I’ve been on both sides of these upsets. I’ve had my No. 1 team knocked off in the quarterfinals twice and I’ve had one of my No. 8 teams upset an unbeaten number one.
In the 20 matchups of a No. 1 vs. a No. 8 in this year’s tourney, there was just one upset. That occurred in Class A North where No. 8 Skowhegan upset No. 1 and unbeaten Medomak Valley of Waldoboro 54-53. Medomak was my pick to win the North A title, which was eventually won by Messalonskee of Oakland.
There have been other big upsets in past tourneys of No. 8s beating No. 1s. Two that I’ll always remember occurred in the 1960s.
In 1966, No. 8 John Bapst upset heavy favorite and first seed Stearns of Millinocket in the Class LL tourney after Stearns had beaten the Crusaders twice during the regular season.
Two years later, No. 1 Old Town fell to No. 8 Presque Isle in the Class LL tourney.
There are several reasons for these big surprises. It’s hard for a team to beat any team three times in a season. However, in the Medomak-Skowhegan matchup, they didn’t meet in the regular season and Skowhegan (9-9) had to beat Brewer in a prelim game to make the tourney.
What hurt Medomak was a long layoff as the Panthers had not played a game in over a week before playing Skowhegan. Even if they had an exhibition game, it’s not like playing an elimination game.
There are more chances for upsets today than in the old days when each class played their tourney games on three consecutive days. There were no prelims and only the top eight teams in each class made the tourney.
Now with the breaks between each round — except for North C where the semifinals and finals are held back-to-back — there is more time in between for teams to prepare, increasing the likelihood of an upset.
When it was three games in three days there wasn’t time to prepare for the next game except maybe a brief walk-through practice. In some cases, there are now one to four days between games, increasing the prep time.
That extra time also saddles No. 1 teams with more time to think about a possible upset, giving the lower-seeded the team the mental edge because they have nothing to lose and everything to gain.

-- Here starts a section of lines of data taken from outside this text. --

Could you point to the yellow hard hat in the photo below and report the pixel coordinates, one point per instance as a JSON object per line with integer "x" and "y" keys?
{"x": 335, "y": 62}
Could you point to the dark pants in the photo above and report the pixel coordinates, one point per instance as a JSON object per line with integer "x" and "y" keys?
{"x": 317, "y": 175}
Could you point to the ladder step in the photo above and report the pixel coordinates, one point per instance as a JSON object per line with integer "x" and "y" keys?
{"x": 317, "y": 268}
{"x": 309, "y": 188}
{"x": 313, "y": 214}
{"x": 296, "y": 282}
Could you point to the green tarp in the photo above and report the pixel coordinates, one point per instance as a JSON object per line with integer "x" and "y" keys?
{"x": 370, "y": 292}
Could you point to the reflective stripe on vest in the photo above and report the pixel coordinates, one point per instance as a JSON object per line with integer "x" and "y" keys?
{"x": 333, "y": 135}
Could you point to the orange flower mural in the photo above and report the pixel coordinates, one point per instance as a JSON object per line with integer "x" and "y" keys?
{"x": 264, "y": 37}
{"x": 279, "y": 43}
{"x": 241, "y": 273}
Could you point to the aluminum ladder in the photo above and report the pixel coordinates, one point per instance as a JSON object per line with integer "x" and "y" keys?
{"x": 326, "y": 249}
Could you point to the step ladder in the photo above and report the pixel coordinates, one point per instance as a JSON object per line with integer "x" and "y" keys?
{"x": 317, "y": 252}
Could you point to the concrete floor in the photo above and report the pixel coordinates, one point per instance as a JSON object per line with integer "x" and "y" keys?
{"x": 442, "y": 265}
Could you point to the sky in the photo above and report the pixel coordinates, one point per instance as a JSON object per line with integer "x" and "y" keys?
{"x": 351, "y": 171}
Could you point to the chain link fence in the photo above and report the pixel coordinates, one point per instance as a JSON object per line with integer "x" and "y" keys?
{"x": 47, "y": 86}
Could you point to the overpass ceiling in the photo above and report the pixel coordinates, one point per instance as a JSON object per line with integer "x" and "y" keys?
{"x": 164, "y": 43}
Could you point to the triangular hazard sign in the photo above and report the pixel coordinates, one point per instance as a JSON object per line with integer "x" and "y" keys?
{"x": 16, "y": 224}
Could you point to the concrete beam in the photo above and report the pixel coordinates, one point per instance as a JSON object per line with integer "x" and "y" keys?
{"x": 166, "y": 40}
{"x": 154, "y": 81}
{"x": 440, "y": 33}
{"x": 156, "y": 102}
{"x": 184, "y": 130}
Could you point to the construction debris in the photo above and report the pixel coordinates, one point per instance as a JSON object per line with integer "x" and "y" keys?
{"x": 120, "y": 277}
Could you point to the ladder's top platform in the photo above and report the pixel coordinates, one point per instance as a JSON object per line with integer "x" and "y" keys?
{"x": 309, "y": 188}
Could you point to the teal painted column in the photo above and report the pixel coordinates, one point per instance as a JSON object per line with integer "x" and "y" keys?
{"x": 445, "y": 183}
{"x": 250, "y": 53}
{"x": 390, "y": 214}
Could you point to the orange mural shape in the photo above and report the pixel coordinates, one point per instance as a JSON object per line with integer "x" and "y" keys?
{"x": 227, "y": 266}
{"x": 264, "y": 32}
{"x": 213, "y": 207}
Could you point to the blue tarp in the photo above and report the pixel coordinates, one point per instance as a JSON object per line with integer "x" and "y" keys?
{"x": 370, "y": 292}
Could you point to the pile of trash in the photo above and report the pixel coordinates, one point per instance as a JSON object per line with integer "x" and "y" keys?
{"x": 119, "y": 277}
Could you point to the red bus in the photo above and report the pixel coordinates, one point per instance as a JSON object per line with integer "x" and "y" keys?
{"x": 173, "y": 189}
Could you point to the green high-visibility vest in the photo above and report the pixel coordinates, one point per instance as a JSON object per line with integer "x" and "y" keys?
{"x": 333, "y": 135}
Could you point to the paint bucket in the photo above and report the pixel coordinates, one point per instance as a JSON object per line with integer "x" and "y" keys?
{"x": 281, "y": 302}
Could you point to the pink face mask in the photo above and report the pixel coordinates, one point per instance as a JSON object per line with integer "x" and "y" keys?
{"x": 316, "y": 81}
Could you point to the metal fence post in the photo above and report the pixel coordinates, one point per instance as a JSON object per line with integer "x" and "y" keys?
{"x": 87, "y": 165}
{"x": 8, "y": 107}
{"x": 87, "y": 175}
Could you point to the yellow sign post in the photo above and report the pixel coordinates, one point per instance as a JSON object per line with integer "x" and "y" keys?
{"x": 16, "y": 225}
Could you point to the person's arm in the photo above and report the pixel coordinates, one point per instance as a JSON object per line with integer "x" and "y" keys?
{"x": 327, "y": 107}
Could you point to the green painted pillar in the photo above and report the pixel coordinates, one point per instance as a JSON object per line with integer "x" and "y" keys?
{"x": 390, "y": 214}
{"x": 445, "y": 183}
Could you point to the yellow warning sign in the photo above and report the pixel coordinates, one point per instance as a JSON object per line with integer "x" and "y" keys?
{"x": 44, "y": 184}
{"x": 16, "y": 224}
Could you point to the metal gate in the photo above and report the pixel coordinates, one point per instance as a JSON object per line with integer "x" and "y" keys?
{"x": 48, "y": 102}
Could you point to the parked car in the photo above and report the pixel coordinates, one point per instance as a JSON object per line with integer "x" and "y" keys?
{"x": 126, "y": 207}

What frequently occurs after the big upsets, however, is there is a letdown for the No. 8s and they lose in the semifinal round, which was the case for Skowhegan.
If the No. 8 team does make it through the regional and win the tourney, the chances of winning the state title are low because they are usually playing the No. 1 team in the other region.
Unless you have been upset, you don’t know the deep sinking feeling that hits when the game is over. That feeling, for me, far outweighed the elation of even winning a state title.
After encountering both the highs and lows, I always felt badly for my players when we were upset, especially my seniors.